経営再建中の医療機器メーカー、株式会社メトラン(埼玉県川口市)は5月23日、株式会社セントラルメディエンス(東京都港区)との間でスポンサー契約を締結したと発表した。今後は再生計画案を裁判所に提出し、早ければ9月にもセントラルメディエンスの完全子会社となる見通し。呼吸器の開発力と医療支援ネットワークを融合させ、国内外での事業強化を目指す。

メトランは今年2月27日、東京地方裁判所に民事再生手続きの開始を申し立てた。申立て後も事業継続を維持しており、3月3日には債権者説明会を開催。債権者や取引先から一定の理解と協力を得ていた。
こうした中で、医療機器や医薬品の販売、医療現場の支援事業を全国に展開するセントラルメディエンスがスポンサーとして支援に乗り出すことが決定。両社は、再生計画案において6月上旬にもセントラルメディエンスがメトランの全株式を取得する方針を盛り込む。計画が債権者集会で可決され、裁判所に認可されれば、9月にも子会社化が完了する見通しだ。

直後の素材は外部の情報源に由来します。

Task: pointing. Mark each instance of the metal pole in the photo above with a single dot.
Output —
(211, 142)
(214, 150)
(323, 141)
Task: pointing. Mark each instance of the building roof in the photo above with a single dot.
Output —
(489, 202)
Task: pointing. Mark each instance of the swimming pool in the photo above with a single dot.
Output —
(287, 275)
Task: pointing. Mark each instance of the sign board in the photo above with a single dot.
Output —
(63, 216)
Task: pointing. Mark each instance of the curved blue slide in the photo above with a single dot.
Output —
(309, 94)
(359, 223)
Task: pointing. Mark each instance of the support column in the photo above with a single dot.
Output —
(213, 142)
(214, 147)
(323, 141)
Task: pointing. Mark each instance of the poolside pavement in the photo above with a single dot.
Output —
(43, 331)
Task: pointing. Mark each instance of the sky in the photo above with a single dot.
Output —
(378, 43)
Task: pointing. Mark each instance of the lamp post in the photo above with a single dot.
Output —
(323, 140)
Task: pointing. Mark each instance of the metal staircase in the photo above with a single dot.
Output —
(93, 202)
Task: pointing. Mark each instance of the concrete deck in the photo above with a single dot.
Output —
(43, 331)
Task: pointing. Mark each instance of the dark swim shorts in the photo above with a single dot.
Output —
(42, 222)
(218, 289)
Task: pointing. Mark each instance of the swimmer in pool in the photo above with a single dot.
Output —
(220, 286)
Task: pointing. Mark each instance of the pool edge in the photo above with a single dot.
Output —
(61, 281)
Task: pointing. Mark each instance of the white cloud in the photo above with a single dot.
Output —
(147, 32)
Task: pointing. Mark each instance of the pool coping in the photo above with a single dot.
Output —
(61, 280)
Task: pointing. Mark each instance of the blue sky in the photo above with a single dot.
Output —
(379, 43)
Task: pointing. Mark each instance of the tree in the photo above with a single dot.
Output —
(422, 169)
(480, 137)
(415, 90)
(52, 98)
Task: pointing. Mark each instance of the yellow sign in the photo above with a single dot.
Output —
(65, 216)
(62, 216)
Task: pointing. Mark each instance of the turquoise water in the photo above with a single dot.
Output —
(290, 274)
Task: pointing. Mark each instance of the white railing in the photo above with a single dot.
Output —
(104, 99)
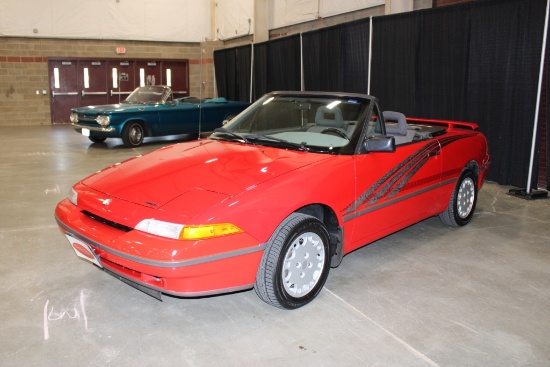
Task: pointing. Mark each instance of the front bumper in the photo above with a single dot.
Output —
(94, 128)
(227, 263)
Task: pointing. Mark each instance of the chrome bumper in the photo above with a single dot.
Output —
(94, 128)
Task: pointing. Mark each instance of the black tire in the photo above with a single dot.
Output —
(133, 134)
(295, 264)
(463, 201)
(97, 139)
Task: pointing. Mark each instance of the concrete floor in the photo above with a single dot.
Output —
(426, 296)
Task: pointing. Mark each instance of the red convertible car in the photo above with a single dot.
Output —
(275, 198)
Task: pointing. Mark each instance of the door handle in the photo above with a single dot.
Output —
(54, 93)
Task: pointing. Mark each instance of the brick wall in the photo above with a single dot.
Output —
(24, 70)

メトランは1984年創業。未熟児や新生児向けの高頻度振動型(HFO)人工呼吸器のパイオニアとして知られ、NICU(新生児集中治療室)を中心に長年信頼されてきた。一方、セントラルメディエンスは医療マネジメントやサプライチェーン運営に強みを持ち、全国の医療機関を支援している。

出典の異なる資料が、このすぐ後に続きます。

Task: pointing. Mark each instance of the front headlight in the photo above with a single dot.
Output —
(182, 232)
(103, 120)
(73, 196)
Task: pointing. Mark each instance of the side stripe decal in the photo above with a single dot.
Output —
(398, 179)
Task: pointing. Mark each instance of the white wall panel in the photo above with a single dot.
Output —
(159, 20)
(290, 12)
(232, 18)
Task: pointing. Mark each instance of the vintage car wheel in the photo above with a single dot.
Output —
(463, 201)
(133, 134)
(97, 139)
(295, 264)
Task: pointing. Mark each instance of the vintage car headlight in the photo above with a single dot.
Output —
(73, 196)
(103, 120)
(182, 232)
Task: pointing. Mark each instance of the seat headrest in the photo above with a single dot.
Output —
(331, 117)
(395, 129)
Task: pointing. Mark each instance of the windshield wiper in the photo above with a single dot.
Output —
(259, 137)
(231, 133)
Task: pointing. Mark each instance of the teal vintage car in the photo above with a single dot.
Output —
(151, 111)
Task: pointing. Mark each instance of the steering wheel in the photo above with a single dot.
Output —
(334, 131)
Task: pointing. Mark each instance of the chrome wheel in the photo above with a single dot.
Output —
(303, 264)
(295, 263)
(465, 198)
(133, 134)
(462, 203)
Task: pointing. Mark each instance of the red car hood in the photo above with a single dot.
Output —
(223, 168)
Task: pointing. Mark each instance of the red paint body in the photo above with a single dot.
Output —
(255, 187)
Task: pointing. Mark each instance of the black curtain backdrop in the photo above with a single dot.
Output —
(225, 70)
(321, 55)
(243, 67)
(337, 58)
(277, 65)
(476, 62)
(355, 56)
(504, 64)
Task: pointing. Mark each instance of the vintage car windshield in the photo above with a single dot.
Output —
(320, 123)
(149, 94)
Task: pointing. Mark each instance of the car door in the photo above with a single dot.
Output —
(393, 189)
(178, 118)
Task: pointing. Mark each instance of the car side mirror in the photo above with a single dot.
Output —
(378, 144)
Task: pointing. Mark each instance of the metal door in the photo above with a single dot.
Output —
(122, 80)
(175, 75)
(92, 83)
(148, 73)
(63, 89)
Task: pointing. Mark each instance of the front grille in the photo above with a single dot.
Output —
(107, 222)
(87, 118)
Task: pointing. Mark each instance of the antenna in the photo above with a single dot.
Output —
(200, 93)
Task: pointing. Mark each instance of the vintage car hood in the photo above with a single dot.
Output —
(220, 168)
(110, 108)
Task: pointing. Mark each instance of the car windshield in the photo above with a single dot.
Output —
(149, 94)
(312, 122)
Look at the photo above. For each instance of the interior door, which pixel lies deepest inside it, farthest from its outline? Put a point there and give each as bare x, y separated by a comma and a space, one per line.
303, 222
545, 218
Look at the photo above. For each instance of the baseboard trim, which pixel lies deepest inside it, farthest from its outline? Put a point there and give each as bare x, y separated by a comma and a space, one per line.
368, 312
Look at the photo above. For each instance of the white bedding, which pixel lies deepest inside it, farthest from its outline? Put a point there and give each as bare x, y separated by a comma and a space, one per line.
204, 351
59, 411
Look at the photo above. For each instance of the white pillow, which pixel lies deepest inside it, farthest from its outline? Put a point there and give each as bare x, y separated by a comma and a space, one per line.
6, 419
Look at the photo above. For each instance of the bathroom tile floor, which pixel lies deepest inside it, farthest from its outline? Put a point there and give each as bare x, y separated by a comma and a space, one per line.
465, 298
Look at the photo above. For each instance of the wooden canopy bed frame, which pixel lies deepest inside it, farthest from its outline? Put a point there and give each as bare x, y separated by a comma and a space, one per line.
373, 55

両社は、メトランの高度な呼吸器開発技術とセントラルメディエンスの流通・販売力を掛け合わせ、製品の安定供給体制の強化や販路の拡大、新たな市場開拓を進める構えだ。再生後も、医療現場への貢献と患者の命を救う製品の開発・改良を続けるとしている。
メトランは「再建に向けて全力を尽くす」とし、取引先や関係者に対して引き続きの理解と支援を求めている。